Phil jokes that it sometimes seems that Meredith’s IT department would like to refashion the corporation to be “a technology company with a very large publishing support group.” He plans to change as much of that as he can.

“I hope to work from within to change the culture. I’ve had plenty of first-hand experience with the current relationship between IT and editorial departments within the Publishing Group. So if I can bring a bit of perspective and a better sense of customer service, I might be able to do a little good.”

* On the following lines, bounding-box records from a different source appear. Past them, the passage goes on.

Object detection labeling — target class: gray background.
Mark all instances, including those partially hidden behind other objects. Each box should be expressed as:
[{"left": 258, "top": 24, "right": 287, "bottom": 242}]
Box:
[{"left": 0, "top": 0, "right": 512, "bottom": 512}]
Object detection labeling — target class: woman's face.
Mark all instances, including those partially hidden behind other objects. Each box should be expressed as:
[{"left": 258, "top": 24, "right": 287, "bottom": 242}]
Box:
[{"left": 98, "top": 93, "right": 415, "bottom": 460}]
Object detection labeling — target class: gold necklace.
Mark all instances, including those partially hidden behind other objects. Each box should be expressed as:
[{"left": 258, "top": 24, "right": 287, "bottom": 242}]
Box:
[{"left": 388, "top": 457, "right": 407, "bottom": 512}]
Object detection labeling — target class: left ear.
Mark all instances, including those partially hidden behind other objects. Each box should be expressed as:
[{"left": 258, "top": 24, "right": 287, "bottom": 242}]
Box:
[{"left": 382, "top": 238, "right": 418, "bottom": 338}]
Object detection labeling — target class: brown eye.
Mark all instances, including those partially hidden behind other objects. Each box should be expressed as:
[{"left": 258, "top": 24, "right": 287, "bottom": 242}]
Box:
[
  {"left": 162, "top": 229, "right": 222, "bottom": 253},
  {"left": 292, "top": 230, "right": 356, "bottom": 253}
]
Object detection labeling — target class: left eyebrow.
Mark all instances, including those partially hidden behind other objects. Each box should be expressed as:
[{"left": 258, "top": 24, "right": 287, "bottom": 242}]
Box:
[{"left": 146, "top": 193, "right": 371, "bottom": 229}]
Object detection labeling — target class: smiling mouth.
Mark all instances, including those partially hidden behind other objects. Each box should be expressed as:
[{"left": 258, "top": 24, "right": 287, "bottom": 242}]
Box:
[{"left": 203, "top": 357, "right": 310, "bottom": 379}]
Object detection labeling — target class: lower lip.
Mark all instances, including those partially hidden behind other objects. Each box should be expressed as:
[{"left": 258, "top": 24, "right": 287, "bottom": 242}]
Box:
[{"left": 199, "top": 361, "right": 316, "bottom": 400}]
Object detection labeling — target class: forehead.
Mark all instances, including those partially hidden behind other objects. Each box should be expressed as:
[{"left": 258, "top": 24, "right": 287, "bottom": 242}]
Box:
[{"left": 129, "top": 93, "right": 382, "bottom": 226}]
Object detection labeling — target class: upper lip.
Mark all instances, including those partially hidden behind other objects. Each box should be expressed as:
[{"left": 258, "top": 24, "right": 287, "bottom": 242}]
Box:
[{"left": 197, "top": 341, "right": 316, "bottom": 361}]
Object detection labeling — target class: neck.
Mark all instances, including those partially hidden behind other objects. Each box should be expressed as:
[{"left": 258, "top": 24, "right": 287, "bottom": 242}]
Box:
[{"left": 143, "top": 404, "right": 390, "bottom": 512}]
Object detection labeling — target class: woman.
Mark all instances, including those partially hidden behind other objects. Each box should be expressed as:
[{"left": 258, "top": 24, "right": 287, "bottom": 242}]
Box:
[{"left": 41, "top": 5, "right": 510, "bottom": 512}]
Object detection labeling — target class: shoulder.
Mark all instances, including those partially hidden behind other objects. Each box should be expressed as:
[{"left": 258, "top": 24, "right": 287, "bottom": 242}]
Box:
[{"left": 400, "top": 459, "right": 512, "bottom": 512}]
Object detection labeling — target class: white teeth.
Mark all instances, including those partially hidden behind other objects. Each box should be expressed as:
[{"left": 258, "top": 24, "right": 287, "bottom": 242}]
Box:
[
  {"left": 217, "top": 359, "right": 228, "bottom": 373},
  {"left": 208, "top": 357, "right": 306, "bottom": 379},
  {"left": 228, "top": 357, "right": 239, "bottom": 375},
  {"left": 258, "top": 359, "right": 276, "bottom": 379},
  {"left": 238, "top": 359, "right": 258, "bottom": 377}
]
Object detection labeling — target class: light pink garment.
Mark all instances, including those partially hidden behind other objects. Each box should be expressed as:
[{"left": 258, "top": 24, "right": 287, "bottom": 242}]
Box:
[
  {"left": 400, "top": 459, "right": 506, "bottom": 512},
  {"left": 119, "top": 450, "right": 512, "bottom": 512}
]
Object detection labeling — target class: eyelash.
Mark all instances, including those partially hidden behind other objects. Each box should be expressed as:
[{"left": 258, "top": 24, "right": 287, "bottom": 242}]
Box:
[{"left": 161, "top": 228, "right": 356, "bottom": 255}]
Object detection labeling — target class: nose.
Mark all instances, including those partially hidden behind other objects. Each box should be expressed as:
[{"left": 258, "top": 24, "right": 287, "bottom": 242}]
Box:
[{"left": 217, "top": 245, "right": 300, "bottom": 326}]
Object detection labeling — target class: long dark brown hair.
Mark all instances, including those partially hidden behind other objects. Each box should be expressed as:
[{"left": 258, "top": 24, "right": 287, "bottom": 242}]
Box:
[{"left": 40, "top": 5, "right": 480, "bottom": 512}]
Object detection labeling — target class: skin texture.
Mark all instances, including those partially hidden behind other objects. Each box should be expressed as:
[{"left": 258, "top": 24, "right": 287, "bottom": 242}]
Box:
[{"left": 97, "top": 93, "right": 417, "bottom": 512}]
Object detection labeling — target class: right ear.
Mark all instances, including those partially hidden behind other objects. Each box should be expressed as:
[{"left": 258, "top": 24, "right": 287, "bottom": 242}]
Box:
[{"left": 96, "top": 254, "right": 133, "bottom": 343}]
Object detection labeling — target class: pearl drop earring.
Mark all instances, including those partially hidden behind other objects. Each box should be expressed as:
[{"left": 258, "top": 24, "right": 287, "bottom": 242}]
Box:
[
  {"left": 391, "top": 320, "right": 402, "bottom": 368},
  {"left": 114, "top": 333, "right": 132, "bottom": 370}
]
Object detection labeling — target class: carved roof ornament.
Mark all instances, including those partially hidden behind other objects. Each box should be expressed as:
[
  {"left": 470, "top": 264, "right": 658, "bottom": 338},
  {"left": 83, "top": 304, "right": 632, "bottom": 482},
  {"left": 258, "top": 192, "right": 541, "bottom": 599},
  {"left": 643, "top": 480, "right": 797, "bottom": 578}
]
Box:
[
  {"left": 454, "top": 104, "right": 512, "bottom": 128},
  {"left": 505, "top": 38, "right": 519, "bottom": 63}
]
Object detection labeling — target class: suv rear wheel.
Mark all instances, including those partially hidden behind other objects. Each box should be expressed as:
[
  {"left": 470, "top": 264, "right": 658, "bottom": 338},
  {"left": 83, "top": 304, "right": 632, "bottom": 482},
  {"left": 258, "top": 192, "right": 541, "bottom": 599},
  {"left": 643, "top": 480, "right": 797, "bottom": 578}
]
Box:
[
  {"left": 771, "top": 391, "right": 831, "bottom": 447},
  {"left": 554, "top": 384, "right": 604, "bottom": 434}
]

An IT guy who understands editorial and design? We see a lot of recent alums with these dual skills, but Phil has been in the workplace long enough to be at a level to really make a difference.

Wednesday, April 9, 2008

Big Bad Boss

In a comment on the last post, Mark Harbeke ('01) recommended Big Bad Boss, a great site that offers insights into dealing with devils who wear Prada. Check it out.

Friday, April 4, 2008

DEAR PEP: My Boss Went to Charm School with Simon Cowell

My boss is a bully. I often wonder if I have thin skin, or if he's really a bad manager. He tends to easily dismiss my ideas in front of the whole staff, mull about it for a bit, then come back later and present the same ideas as though they were his own. He harpooned me in my review, asking me if I was speaking ill about the magazine to the advertising folks at a trade show we were working. Funny though, because I had the flu and was not at the show. He is the most difficult, egotistical person I’ve ever met, professionally or otherwise. He makes others miserable as well, so it is not just me. It is amazing how we put out such a great product—it’s a pretty dysfunctional staff. I have been here only six months and I’m not sure I want to start a job search again. Should I stick it out or start looking?NOT READY FOR AMERICAN IDOL

DEAR IDOL: People who are overly driven by their egos tend to actually have some level of insecurity. It sounds like Boss Man is a little intimidated by you and needs to put you in your place to settle his own fears. If he were confident of his own ideas , why challenge—then swipe—yours? Or make up bogus accusations in your review? What you do about all this depends on how well you can work in this environment. Ask yourself: Does he make me question my talent or my skills? Is my work suffering, so that I have less respect for the finished product? Do I feel like I am being reduced professionally rather than growing? Does he make me overly anxious? If so, it may be time to get out of there.  But remember: Always go toward something good, not just away from something bad,  so wait until you have another job that is a good match.  If, however, you like your work and are proud of it and still feel like you are developing and growing professionally, then it could be worth sticking it out a bit longer. If you do stay, you obviously cannot avoid the boss, but you can avoid internalizing his nastiness.  When he's a jerk, take a deep breath,  put on your most professional face, and rise above it.  Don't try to argue with him if he is being unreasonable, but do continue to offer your ideas, even if he steals them.  Ultimately, it will be clear that your smarts are strengthening the magazine, and that reality is what is important, not how he sees it. It is always good to have reality on your side, which you do and he doesn't.   Let your work and the rewards of the magazine  be your motivators.  Ultimately, you can control how much power he has over your thoughts and feelings, even if he does control the big red pen. This is a big challenge—it is extremely difficult to not let somebody else’s negatives influence how we see, or live, our lives. But difficult people are everywhere—too often in the corner office—so learning to deal with them is good practice. The best thing we can do is keep their bad attitude from influencing ours.  Plus, it is always possible to outlast him. Perhaps you can start sending his resume elsewhere?